La desaparición de los grandes líderes está ligada a una transformación de la democracia en muchos aspectos similar a la de las empresas. La noción de democracia como representación en los poderes públicos del conjunto social ha sido sustituida por otra, mayoritarista y tendencialmente abocada a los que algunos llaman "democracia autoritaria". Los partidos políticos son en lo fundamental maquinarias electorales y los votantes, como los pequeños accionistas de las corporaciones, delegan las decisiones en funcionarios que no asumen en absoluto la representación de nadie. Hay excepciones, es cierto –el sistema electoral británico, por ejemplo, sigue garantizando un mayor compromiso de representación–, pero la tendencia general es ésa.
Y trae aparejadas muchas desgracias, no pocas de las cuales están a la vista. Por mencionar sólo una: la Unión Europea tiende a una gerontocracia de estilo soviético cuyos miembros se empeñan en mantenerse apartados de la realidad mientras generan normativas contra natura, de las que los ciudadanos tienen escaso conocimiento pero que perciben opuestas a sus intereses –véase el caso del ingreso de Turquía y el "no" holandés al Tratado Constitucional–. De todos estos procesos debiera tomar buena cuenta la derecha liberal conservadora en España.
No voy a enumerar aquí las causas de la derrota electoral del PP en 2004, bien conocidas por los lectores, pero sí voy a mencionar una que no suele tenerse en cuenta: el liderazgo emergente de José María Aznar en el plano europeo, que amenazaba con alterar todas las relaciones de fuerza en el seno de la UE en un sentido progresista y modernizador, racional, liberal y realista. Eso no se podía tolerar, y por eso se montó una campaña de al menos dos años largos, sin límite moral alguno –se negó cooperación en asuntos de Estado, como si España careciera de intereses permanentes, v.g. Perejil– y apoyándose en cualquier error posible del Gobierno. Finalmente, la alianza de civilizaciones dio su fruto podrido el 11 de Marzo, y el resto fue inercia de oposición. Mariano Rajoy tiene, pues, una dura tarea por delante. De liderazgo antes que de dirección: debe seducir además de conducir.

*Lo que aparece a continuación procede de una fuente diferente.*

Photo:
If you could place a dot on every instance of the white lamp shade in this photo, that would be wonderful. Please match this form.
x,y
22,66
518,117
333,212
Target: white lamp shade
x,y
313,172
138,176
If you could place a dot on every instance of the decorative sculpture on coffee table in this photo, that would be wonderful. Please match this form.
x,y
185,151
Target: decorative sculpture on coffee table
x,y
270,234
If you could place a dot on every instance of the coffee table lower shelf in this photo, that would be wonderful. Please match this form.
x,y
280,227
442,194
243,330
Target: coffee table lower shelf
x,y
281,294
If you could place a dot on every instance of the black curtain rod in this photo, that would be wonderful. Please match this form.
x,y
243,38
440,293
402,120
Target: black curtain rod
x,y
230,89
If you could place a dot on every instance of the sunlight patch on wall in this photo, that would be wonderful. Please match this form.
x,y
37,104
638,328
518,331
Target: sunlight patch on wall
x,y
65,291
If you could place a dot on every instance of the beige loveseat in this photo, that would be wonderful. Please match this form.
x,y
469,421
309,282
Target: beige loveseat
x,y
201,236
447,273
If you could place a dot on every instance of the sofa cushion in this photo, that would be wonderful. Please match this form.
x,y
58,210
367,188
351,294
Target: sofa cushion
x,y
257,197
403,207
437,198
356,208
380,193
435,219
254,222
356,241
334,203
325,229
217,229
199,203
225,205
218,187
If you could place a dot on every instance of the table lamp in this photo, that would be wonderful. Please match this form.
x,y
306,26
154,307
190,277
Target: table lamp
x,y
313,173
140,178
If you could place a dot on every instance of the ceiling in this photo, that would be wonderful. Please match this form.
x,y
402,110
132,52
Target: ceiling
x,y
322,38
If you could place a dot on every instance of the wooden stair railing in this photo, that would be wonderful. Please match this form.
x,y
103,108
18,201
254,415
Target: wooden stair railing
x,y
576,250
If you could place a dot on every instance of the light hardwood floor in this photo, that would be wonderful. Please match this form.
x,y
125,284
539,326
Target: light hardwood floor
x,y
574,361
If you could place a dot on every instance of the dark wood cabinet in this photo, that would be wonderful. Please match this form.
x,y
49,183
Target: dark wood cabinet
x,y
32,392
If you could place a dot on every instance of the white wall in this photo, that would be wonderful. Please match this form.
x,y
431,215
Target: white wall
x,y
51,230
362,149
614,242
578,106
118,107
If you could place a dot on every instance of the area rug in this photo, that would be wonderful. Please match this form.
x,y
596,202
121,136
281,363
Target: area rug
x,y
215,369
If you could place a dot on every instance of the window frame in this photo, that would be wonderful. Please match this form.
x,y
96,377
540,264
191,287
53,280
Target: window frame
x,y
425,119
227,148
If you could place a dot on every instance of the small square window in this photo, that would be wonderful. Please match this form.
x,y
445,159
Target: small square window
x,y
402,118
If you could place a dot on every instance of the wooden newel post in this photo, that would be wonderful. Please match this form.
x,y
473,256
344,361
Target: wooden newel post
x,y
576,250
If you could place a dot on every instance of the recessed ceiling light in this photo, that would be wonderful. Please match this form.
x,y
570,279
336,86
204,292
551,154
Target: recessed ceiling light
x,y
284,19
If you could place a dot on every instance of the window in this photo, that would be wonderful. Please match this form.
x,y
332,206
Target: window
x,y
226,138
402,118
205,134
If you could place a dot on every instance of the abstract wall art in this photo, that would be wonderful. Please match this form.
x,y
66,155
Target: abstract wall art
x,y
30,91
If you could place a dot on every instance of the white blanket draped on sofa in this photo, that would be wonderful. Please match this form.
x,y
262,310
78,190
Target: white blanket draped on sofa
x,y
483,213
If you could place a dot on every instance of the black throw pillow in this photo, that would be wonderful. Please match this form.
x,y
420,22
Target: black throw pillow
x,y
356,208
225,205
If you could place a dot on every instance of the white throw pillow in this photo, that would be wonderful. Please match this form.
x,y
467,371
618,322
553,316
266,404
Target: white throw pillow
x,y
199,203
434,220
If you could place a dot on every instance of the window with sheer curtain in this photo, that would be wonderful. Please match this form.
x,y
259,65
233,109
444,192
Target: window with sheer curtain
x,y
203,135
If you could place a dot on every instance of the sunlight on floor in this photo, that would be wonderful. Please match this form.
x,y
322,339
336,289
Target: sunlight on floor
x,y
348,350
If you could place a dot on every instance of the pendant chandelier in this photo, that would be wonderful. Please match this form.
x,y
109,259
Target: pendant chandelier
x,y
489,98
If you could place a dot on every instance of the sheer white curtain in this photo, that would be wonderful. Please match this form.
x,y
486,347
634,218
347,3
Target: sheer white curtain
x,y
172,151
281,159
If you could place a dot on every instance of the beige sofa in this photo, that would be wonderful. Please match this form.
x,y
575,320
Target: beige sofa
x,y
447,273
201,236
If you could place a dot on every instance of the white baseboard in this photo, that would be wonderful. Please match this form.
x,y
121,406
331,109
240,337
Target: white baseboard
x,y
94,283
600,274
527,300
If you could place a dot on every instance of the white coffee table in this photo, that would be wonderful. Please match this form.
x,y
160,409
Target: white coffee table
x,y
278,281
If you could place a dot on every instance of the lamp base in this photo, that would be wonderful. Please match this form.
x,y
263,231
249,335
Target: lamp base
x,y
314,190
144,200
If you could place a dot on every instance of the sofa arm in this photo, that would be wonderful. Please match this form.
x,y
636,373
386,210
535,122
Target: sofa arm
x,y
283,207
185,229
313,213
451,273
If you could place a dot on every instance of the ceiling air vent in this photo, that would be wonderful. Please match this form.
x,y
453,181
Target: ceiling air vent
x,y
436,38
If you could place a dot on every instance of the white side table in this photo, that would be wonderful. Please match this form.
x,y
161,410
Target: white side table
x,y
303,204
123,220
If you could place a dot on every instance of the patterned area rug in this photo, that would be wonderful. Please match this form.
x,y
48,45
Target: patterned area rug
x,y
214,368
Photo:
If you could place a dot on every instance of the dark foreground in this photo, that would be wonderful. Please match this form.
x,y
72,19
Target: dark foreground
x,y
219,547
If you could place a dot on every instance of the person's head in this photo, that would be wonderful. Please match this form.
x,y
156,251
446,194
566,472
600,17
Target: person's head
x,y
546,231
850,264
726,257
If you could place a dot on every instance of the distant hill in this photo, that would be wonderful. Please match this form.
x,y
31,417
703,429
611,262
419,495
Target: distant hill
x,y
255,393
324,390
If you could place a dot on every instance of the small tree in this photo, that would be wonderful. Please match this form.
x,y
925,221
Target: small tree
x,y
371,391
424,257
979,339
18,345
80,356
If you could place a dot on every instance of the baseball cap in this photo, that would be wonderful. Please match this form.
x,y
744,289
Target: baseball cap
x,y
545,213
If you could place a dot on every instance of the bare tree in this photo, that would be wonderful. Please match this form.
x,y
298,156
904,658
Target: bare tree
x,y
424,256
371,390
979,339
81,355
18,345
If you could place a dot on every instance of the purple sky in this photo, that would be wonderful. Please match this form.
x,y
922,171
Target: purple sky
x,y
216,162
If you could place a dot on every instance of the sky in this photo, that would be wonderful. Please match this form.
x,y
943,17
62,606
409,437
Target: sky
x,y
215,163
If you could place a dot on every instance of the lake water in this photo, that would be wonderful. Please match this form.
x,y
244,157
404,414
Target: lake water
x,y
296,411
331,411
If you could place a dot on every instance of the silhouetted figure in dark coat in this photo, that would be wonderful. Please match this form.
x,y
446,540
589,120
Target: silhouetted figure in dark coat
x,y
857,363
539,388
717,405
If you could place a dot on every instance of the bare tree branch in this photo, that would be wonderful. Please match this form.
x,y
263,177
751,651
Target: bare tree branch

Escribo esto tras presenciar en televisión el primer acto del proceso de reivindicación de Luis Roldán. El mismo día en que Marruecos oficializó su ocupación del Sáhara mediante la expulsión de un grupo de españoles, diputados entre ellos, sin la menor protesta seria internacional ni, desde luego, nacional. Rajoy, que sí levantó la voz, fue escamoteado por los medios.